Q2: Preemptive (interruptible task)? A2: Preemptive SJF (SRTF — Shortest Remaining Time First) — heap of remaining-time; on each new arrival, compare against currently-running.
Q3: Tasks have priorities, not just sizes.
A3: Replace (proc_time, idx) with (priority, proc_time, idx).
Q4: Tasks can be batched (parallel up to k). A4: Becomes flow-shop / open-shop; NP-hard for k ≥ 2 with arbitrary processing times.

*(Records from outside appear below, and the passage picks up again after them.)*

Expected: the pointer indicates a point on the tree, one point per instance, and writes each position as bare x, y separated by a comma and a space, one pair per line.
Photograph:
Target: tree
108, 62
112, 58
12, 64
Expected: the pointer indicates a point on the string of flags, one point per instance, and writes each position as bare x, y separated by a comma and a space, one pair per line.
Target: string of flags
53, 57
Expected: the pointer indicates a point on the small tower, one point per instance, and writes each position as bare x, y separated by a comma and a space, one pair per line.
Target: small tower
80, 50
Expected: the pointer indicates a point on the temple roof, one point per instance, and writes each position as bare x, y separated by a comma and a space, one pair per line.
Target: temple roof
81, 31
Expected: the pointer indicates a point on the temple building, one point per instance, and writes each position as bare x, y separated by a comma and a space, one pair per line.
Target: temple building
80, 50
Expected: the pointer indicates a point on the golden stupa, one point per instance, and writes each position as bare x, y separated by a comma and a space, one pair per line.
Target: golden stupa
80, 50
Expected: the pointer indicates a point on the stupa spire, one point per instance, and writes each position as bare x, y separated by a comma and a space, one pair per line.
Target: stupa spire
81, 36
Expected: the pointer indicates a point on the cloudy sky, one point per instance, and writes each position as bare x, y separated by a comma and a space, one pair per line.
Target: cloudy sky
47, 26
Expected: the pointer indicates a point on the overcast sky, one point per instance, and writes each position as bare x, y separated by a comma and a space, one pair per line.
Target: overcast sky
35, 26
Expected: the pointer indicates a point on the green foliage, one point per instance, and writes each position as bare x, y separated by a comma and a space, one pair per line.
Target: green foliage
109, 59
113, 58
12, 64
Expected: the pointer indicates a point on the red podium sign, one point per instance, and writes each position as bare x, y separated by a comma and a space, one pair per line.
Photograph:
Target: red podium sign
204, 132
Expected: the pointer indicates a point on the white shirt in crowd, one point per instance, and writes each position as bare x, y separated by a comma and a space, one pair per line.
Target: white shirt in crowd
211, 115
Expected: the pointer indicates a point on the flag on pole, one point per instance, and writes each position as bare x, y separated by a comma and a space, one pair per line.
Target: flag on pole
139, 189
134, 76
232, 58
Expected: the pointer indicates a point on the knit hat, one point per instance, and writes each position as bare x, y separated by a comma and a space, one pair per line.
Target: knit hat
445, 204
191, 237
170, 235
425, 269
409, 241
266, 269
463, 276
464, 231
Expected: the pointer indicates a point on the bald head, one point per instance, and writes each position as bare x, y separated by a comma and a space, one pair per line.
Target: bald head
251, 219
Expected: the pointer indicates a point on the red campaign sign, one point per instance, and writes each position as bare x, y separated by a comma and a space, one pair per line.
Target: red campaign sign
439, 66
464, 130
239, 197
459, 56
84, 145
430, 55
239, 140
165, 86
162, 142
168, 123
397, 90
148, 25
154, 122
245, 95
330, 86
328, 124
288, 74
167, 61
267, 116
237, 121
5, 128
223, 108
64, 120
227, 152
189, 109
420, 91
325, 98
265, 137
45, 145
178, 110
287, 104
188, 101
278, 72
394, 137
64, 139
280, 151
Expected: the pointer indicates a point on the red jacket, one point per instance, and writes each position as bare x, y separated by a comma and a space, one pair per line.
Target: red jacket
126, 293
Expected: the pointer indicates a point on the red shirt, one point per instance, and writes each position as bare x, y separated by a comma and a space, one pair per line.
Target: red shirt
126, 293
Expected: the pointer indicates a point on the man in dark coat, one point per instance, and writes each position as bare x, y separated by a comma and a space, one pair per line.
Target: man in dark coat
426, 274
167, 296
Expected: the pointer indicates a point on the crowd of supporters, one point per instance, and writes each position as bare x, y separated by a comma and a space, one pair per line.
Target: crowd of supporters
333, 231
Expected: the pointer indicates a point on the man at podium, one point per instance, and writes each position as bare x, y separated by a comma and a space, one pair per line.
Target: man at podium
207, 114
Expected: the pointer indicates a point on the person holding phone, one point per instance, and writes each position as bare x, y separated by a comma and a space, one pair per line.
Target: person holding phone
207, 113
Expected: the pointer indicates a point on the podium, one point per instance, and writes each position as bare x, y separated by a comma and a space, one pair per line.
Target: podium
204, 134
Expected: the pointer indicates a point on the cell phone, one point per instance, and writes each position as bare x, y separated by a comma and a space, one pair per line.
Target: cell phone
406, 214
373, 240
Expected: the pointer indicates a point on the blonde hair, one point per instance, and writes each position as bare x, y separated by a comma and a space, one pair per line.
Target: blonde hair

Q5: What’s the avg wait time under this algorithm? A5: SJF is provably optimal for minimizing average wait time when sizes are known a priori.
14. Solution Walkthrough
See solution.py:
get_order— sort + heap + fast-forward.get_order_brute— O(n²) simulation oracle.
15. Beyond the Problem
Principal code review: “Single-Threaded CPU is SJF (Shortest Job First) non-preemptive in textbook form. The Staff+ insight is that SJF is provably optimal for minimizing average waiting time when job sizes are known — a foundational result in scheduling theory (Smith’s rule, 1956). Real OS schedulers can’t use SJF directly because job sizes are unknown; instead they approximate via Multi-Level Feedback Queues (MLFQ) and Completely Fair Scheduler (CFS, Linux) which use aging to approximate SJF without prior knowledge. The lesson scales: discrete-event simulation with a priority queue is the workhorse for any ‘simulate this system’ interview question, and the structure is always: (1) sort events by time, (2) maintain a heap of currently-ready entities, (3) pop in priority order, (4) fast-forward time when idle. This pattern appears in ad-auction simulators, packet routing simulators, financial-trading match engines (Bloomberg loves this), and game-engine event loops. Once you internalize the four steps, every simulation problem collapses to filling in the priority key and the state update.”